Martin contends that excluding his counsel from a state-requested psychological examination would violates his federal constitutional right to counsel and other rights guaranteed under the Fifth, Sixth, Eighth, and Fourteenth Amendments to the United States Constitution. However, no federal constitutional right to counsel at a post-conviction proceeding has been held to exist. Riles v. McCotter, 799 F.2d 947, 954 (5th Cir. 1986); Gholson v. Estelle, 675 F.2d 734, 743 n. 10 (5th Cir. 1982); United States v. Cohen, 530 F.2d 43, 48 (5th Cir.), cert. denied, 429 U.S. 855, 97 S.Ct. 149, 50 L.Ed.2d 130 (1976); United States v. Albright, 388 F.2d 719, 726 (4th Cir. 1968).
The presence of counsel or any third party may obstruct a psychological evaluation. An examination by a psychiatrist or psychologist is necessarily very different from other proceedings. As Justice Scalia, writing as a circuit court judge in United States v. Byers, stated, there is a reason not to have counsel present:
"Even if a psychiatric interview otherwise met one of the two theoretical tests for Sixth Amendment protection, it would be relevant to consider the pragmatic effects of presence of counsel upon the process. The Sixth Amendment, like the Fifth (as we have earlier discussed), is not oblivious to practical consequences. In [ United States v.] Wade, for example, the court felt constrained to note that '[n]o substantial countervailing policy considerations have been advanced against the requirement of the presence of counsel.' 388 U.S. [218] at 237, 87 S.Ct. [1926] at 1937 [ 18 L.Ed.2d 1149 (1967)]. That is not so here. The 'procedural system' of the law, which is one justification for the presence of counsel and which, by the same token, the presence of counsel brings in its train, is evidently antithetical to psychiatric examination, a process informal and unstructured by design. Even if counsel were uncharacteristically to sit silent and interpose no procedural objections or suggestions, one can scarcely imagine a successful psychiatric examination in which the subject's eyes move back and forth between the doctor and his attorney. Nor would it help if the attorney were listening from outside the room, for the subject's attention would still wander where his eyes could not. And the attorney's presence in such a purely observational capacity, without ability to advise, suggest or object, would have no relationship to the Sixth Amendment's 'Assistance of Counsel.' "
United States v.
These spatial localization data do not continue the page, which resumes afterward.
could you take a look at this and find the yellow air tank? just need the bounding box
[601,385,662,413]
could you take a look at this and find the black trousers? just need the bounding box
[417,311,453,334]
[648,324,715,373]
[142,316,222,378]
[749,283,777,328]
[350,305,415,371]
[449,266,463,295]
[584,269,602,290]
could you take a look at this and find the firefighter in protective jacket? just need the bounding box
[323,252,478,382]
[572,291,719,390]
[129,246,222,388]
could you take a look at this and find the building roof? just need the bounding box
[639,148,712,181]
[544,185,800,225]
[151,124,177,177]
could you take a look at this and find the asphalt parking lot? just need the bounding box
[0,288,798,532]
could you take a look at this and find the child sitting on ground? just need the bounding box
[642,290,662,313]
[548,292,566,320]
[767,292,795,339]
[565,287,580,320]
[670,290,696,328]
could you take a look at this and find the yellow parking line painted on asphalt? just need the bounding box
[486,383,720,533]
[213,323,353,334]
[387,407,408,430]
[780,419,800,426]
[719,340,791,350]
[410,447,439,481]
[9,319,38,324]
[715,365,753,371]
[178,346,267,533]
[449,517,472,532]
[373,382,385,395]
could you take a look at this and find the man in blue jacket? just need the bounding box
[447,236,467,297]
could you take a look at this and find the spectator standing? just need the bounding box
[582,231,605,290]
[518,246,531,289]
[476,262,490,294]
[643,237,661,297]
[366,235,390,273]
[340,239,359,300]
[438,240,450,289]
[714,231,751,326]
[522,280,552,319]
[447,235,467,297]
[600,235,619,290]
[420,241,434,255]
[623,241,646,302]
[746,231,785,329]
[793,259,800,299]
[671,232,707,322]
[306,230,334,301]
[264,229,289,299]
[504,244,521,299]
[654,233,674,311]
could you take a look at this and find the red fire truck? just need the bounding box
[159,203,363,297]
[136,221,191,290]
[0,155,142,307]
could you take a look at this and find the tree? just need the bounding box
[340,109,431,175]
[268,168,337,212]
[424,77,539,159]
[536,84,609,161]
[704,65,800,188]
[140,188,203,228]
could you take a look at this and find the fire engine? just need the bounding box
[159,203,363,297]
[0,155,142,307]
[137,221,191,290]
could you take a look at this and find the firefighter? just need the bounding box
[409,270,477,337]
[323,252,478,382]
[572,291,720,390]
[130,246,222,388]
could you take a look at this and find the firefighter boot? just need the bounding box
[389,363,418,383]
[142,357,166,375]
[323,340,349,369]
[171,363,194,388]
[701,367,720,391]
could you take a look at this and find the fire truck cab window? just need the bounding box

Byers, 740 F.2d 1104, 1120 (D.C. Cir. 1984).
State courts have also recognized that a third party can obstruct a psychological evaluation. In psychological examinations in which counsel has been allowed to be present in pre-trial proceedings, his or her role has been limited by many courts to that of an observer, who may not advise the defendant, make objections, or take an active role in the examination. People v. Perkins, 166 A.D.2d 737, 562 N.Y.S.2d 244, 245 (1990), appeal denied, 76 N.Y.2d 1023, 566 N.E.2d 1179, 565 N.Y.S.2d 774 (1990); State v. Hutchinson, 111 Wn.2d 872, 766 P.2d 447, 454 (1989), reconsideration denied, (1989); State v. Whitlow, 45 N.J. 3, 210 A.2d 763, 776 (1965).
For the reasons stated above, the petition for writ of mandamus must be denied.
WRIT DENIED.
HORNSBY, C.J., and MADDOX, ALMON, ADAMS, HOUSTON and STEAGALL, JJ., concur.